Budapest is the largest city in Hungary and its capital, one of the largest in the EU. The metropolitan area houses 3.3 million people while the city proper has a population near 1.74 million and covers 525 square kilometers, though the older and most beautiful part of the city could be covered by bikes in a day (which we did!). In 1873 Budapest became a single city when Pest and Buda joined from opposite sides of the Danube river.
It was originally a Celtic settlement that became Roman, then Hungarians arrived in the 9th century and it was pillaged by the damn Mongols in 1241 (those jerks really kicked ass). It was re-established in the Renaissance (15th century) and was heavily affected by both WWI and WWII, because of its importance to the Austro-Hungarian Empire, which fell after WWI. After WWII, the country struggled with communism until the fall of Soviet Russia in 1989. To put it simply, the city has a ton of history.
It is also home to the largest thermal underground cave system in the world, the second largest synagogue in the world, both of which I was able to visit and can say that they were both incredible experiences.
I also spent a couple of nights out which were just as fun as touring during the day. I met people from all over, including an Australian guy who had traveled through all of South America in the same way that I traveled through Southeast Asia; it was a blast to share the experiences because both were rough and extremely rewarding!
The architecture of the city is breathtaking; spires line the skies and buildings hundreds and hundreds of years old are completely commonplace. Statues line the streets and sit atop rooftops, though the river is definitely the central point of the city. All of the bridges were destroyed by Germany during WWII, so none of them are nearly as old as the Charles Bridge, which I mentioned in my article about Prague.
The weather was spectacular, but very cold during certain parts of the night so I could have used a warm jacket. During the last day we visited one of the 80 thermal springs in the city that was in a cathedral-like building, and enjoyed 100 degree+ water. One of the nights where we ate at a nice restaurant across from the Opera, we were able to catch a classical band performing.
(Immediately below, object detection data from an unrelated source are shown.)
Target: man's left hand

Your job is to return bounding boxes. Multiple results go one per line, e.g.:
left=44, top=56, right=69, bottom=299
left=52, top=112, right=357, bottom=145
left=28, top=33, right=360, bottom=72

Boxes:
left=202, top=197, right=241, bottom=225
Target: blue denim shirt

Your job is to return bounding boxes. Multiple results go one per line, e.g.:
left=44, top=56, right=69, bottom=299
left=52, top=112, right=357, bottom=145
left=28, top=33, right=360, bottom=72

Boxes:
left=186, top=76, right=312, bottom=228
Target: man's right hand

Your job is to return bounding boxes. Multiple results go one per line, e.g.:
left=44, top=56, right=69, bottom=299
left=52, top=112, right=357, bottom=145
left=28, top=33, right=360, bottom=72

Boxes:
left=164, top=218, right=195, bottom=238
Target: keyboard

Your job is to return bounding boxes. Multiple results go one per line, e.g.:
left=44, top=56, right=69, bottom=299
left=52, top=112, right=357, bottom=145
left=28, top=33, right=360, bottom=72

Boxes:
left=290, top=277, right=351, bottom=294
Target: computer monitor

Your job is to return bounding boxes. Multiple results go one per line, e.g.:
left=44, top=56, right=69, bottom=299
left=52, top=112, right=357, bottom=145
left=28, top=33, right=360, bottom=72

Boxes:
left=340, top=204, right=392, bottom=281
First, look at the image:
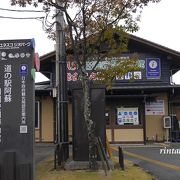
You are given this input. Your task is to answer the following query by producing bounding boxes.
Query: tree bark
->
[82,75,98,170]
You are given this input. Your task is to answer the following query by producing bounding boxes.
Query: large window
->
[117,107,140,125]
[35,101,40,129]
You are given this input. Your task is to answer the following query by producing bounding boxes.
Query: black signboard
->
[0,39,34,180]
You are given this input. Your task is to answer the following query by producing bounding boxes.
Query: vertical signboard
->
[0,39,34,180]
[146,58,161,79]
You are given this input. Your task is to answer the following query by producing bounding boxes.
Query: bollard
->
[119,146,124,171]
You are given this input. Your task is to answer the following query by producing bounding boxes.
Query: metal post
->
[56,2,69,160]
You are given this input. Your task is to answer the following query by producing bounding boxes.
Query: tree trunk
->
[82,75,98,170]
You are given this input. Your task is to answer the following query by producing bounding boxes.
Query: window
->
[35,101,40,129]
[117,107,140,125]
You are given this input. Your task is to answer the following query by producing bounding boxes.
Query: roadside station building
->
[35,35,180,143]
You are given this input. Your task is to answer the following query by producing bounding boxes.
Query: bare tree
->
[11,0,160,169]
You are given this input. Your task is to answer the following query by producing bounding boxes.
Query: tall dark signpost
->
[0,39,34,180]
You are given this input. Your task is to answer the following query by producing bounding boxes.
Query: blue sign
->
[20,64,28,76]
[146,58,161,79]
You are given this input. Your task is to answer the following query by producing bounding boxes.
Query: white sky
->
[0,0,180,84]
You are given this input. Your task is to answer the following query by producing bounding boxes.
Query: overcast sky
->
[0,0,180,83]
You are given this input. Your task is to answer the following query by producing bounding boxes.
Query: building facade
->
[35,35,180,143]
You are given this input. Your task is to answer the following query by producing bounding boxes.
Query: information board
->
[0,39,34,180]
[117,107,139,125]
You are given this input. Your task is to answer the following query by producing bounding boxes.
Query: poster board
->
[117,107,139,125]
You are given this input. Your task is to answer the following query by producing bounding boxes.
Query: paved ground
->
[112,143,180,180]
[35,143,180,180]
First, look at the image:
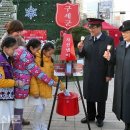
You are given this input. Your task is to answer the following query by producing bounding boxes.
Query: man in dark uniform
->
[78,18,114,127]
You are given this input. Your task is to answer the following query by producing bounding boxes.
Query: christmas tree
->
[13,0,68,40]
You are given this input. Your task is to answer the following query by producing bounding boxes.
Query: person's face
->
[11,31,22,38]
[3,43,18,57]
[89,26,101,37]
[30,46,41,56]
[43,49,54,58]
[121,30,130,42]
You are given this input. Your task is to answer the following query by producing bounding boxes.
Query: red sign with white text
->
[56,2,80,30]
[22,30,47,41]
[60,34,76,61]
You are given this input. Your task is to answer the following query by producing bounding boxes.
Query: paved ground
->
[23,80,124,130]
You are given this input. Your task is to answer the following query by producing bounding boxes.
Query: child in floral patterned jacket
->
[0,37,24,130]
[29,40,66,130]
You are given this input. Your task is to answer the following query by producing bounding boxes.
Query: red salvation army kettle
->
[56,92,79,116]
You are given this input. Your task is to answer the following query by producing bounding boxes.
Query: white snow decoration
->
[25,5,37,20]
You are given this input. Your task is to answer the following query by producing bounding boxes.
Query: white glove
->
[64,89,70,96]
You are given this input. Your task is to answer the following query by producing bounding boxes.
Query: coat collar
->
[89,32,106,41]
[0,54,10,66]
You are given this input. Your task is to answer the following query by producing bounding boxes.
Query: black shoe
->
[96,120,104,127]
[81,117,95,123]
[124,123,130,130]
[22,119,30,125]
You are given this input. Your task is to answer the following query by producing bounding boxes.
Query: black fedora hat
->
[119,20,130,32]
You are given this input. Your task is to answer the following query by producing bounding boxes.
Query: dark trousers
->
[13,108,23,130]
[87,101,106,120]
[125,123,130,130]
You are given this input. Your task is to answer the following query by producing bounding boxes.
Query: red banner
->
[60,34,76,61]
[56,2,80,30]
[22,30,47,41]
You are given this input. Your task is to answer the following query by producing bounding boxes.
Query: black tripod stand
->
[48,76,91,130]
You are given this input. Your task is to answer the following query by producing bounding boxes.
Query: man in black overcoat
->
[78,18,114,127]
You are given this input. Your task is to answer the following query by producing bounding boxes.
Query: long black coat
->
[113,41,130,123]
[79,33,114,102]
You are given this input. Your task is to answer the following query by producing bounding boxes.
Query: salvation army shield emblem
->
[55,2,80,30]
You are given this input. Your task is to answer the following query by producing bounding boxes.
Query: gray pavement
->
[23,80,124,130]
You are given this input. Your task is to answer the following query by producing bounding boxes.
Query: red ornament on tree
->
[56,2,80,30]
[60,34,76,61]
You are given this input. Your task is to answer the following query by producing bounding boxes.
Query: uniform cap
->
[119,20,130,32]
[87,18,104,25]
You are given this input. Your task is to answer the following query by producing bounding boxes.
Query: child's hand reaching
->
[34,94,39,98]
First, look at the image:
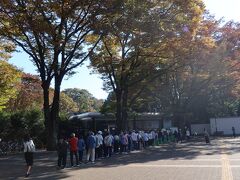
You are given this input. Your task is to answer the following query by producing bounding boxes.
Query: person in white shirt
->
[23,135,35,177]
[96,131,103,158]
[131,130,138,150]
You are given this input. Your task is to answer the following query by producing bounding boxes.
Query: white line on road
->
[126,164,222,168]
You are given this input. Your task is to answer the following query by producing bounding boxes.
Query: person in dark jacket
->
[87,132,96,163]
[78,135,85,163]
[57,138,68,169]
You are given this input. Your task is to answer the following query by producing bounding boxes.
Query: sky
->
[9,0,240,99]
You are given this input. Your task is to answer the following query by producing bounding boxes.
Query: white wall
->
[210,117,240,135]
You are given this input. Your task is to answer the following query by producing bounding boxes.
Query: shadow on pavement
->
[0,138,240,179]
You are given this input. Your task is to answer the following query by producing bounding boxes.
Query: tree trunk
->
[42,82,51,150]
[47,77,61,151]
[115,92,123,132]
[122,88,128,130]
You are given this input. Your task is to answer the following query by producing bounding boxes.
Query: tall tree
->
[62,88,103,112]
[8,73,43,112]
[91,0,203,130]
[0,60,21,111]
[0,0,108,150]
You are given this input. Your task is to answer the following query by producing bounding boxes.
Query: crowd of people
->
[57,129,190,169]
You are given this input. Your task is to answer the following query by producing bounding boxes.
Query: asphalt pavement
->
[0,138,240,180]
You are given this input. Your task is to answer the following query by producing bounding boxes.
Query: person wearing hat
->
[69,133,78,167]
[57,137,68,169]
[87,132,96,163]
[96,131,103,158]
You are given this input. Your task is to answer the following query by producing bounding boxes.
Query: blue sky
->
[9,0,240,99]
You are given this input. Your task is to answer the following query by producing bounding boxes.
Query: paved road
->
[0,138,240,180]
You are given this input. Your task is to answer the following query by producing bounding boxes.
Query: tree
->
[0,60,21,111]
[63,88,103,112]
[60,92,79,114]
[0,0,107,150]
[91,1,203,130]
[8,73,43,112]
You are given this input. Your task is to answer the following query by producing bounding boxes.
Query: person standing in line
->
[104,132,113,157]
[23,135,35,177]
[113,133,120,154]
[87,132,96,163]
[57,138,68,169]
[186,129,190,140]
[232,127,236,138]
[95,131,103,158]
[69,133,78,167]
[204,129,210,144]
[131,130,138,150]
[78,135,85,163]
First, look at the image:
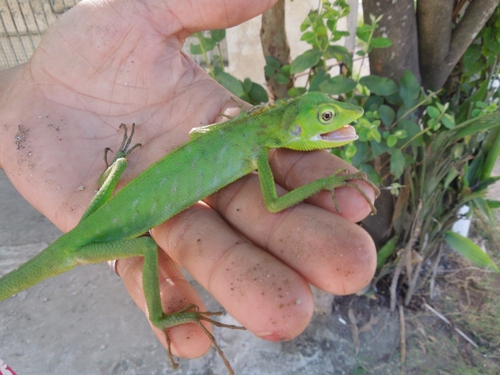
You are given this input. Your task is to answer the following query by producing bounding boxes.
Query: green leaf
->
[387,134,398,147]
[274,73,290,85]
[290,49,321,74]
[266,55,281,70]
[242,78,253,94]
[215,72,245,98]
[359,75,398,96]
[210,29,226,43]
[319,75,356,95]
[248,82,269,105]
[399,70,420,108]
[356,24,373,43]
[370,37,392,48]
[377,236,398,270]
[287,87,306,98]
[453,112,500,140]
[426,106,441,119]
[344,143,357,159]
[264,65,276,78]
[444,230,500,272]
[441,113,455,129]
[378,104,396,126]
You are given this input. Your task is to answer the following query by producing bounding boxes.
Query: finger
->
[153,205,313,340]
[116,250,215,358]
[270,149,375,223]
[150,0,276,33]
[207,174,376,295]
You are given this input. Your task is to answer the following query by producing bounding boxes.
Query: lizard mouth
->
[319,125,358,142]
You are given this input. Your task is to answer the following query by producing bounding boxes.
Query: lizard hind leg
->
[158,304,245,375]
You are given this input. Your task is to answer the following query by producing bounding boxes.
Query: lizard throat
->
[317,125,358,142]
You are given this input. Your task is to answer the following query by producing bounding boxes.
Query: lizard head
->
[282,92,363,151]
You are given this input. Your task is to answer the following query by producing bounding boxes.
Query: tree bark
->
[417,0,453,90]
[417,0,500,90]
[363,0,420,82]
[260,0,293,99]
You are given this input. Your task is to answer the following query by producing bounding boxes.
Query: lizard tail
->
[0,236,77,301]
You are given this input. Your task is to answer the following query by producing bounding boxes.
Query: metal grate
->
[0,0,81,68]
[0,0,227,69]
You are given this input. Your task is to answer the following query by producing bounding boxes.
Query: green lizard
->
[0,93,378,373]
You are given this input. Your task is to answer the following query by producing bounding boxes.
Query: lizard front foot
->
[153,304,245,375]
[327,168,380,215]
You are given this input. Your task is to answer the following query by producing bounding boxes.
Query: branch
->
[260,0,293,99]
[363,0,420,82]
[417,0,453,90]
[445,0,500,66]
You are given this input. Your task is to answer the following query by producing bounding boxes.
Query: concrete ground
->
[0,170,398,375]
[0,156,500,375]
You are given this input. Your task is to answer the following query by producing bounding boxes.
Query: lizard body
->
[0,93,378,372]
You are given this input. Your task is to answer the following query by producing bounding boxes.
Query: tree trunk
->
[363,0,420,82]
[417,0,500,90]
[260,0,293,99]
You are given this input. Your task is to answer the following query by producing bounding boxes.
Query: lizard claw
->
[160,304,245,375]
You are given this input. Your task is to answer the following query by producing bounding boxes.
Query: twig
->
[429,243,444,299]
[424,302,479,349]
[398,303,406,375]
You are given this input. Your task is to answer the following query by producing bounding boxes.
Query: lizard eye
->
[320,110,335,123]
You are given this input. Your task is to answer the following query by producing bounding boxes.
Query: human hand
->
[0,0,375,364]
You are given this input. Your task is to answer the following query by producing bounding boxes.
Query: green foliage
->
[444,231,500,272]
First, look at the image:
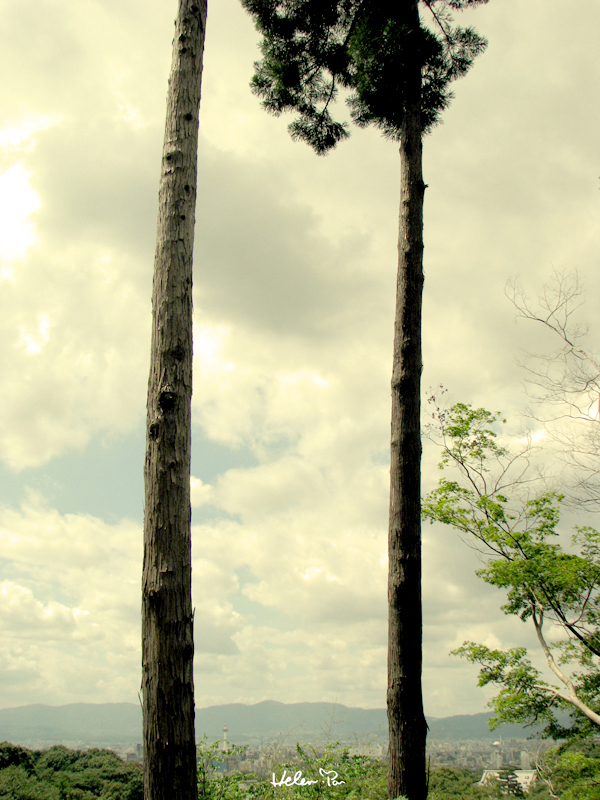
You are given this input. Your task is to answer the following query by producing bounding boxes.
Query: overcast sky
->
[0,0,600,717]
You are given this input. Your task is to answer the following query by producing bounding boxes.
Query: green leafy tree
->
[0,765,61,800]
[242,0,487,800]
[538,740,600,800]
[423,398,600,738]
[0,742,39,775]
[197,734,251,800]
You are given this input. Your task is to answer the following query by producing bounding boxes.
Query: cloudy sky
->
[0,0,600,717]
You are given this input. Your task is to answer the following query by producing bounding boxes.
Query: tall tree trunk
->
[142,0,206,800]
[387,0,427,800]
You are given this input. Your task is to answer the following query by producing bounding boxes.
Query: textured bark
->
[387,0,427,800]
[142,0,206,800]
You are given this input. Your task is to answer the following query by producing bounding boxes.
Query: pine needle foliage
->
[242,0,488,155]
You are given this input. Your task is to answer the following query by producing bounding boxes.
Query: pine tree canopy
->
[242,0,488,155]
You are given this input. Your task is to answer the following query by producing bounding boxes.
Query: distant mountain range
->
[0,700,544,747]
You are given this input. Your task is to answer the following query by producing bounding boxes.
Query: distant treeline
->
[0,742,144,800]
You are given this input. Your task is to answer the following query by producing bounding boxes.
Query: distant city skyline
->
[0,0,600,722]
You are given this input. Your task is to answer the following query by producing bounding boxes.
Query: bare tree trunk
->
[387,0,427,800]
[142,0,206,800]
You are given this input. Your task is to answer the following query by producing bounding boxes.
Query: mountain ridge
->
[0,700,534,746]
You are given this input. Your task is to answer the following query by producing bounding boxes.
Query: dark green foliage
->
[422,398,600,739]
[540,741,600,800]
[0,742,144,800]
[242,0,487,154]
[0,742,39,775]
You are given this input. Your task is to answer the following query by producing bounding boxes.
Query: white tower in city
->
[219,724,229,753]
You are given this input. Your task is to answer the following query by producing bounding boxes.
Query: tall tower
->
[219,723,229,753]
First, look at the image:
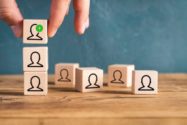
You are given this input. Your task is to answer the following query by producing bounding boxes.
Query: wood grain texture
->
[0,74,187,125]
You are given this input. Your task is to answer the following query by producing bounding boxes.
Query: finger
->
[74,0,90,35]
[48,0,71,37]
[0,0,23,37]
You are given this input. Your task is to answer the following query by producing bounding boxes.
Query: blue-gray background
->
[0,0,187,74]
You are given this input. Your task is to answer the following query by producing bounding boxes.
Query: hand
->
[0,0,90,37]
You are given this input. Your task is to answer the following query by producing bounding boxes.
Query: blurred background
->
[0,0,187,74]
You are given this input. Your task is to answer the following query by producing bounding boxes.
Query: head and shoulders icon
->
[27,51,44,67]
[85,73,100,89]
[27,76,43,92]
[138,75,154,91]
[58,68,71,82]
[27,24,43,40]
[111,70,124,84]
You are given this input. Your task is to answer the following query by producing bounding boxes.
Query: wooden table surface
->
[0,74,187,125]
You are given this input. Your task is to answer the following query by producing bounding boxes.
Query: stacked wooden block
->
[23,20,48,95]
[55,63,158,94]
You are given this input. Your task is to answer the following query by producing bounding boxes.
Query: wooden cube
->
[23,19,48,44]
[24,72,48,95]
[108,64,135,87]
[23,47,48,71]
[75,67,103,92]
[132,70,158,94]
[55,63,79,87]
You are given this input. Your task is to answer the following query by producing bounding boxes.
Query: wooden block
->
[23,19,48,44]
[75,67,103,92]
[132,70,158,94]
[108,64,135,87]
[23,47,48,71]
[24,72,48,95]
[55,63,79,88]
It was an amazing city full of experiences I will remember for a long time; I would love to visit Budapest again.
Today I am in the city of Zadar and have a lot to talk about from Croatia, next stop is tomorrow in Split. Yesterday we spent the day in SplitVice, in possible the most beautiful national park I have ever seen. Feeling so grateful and lucky to be where I am, above all with my family to share it all together.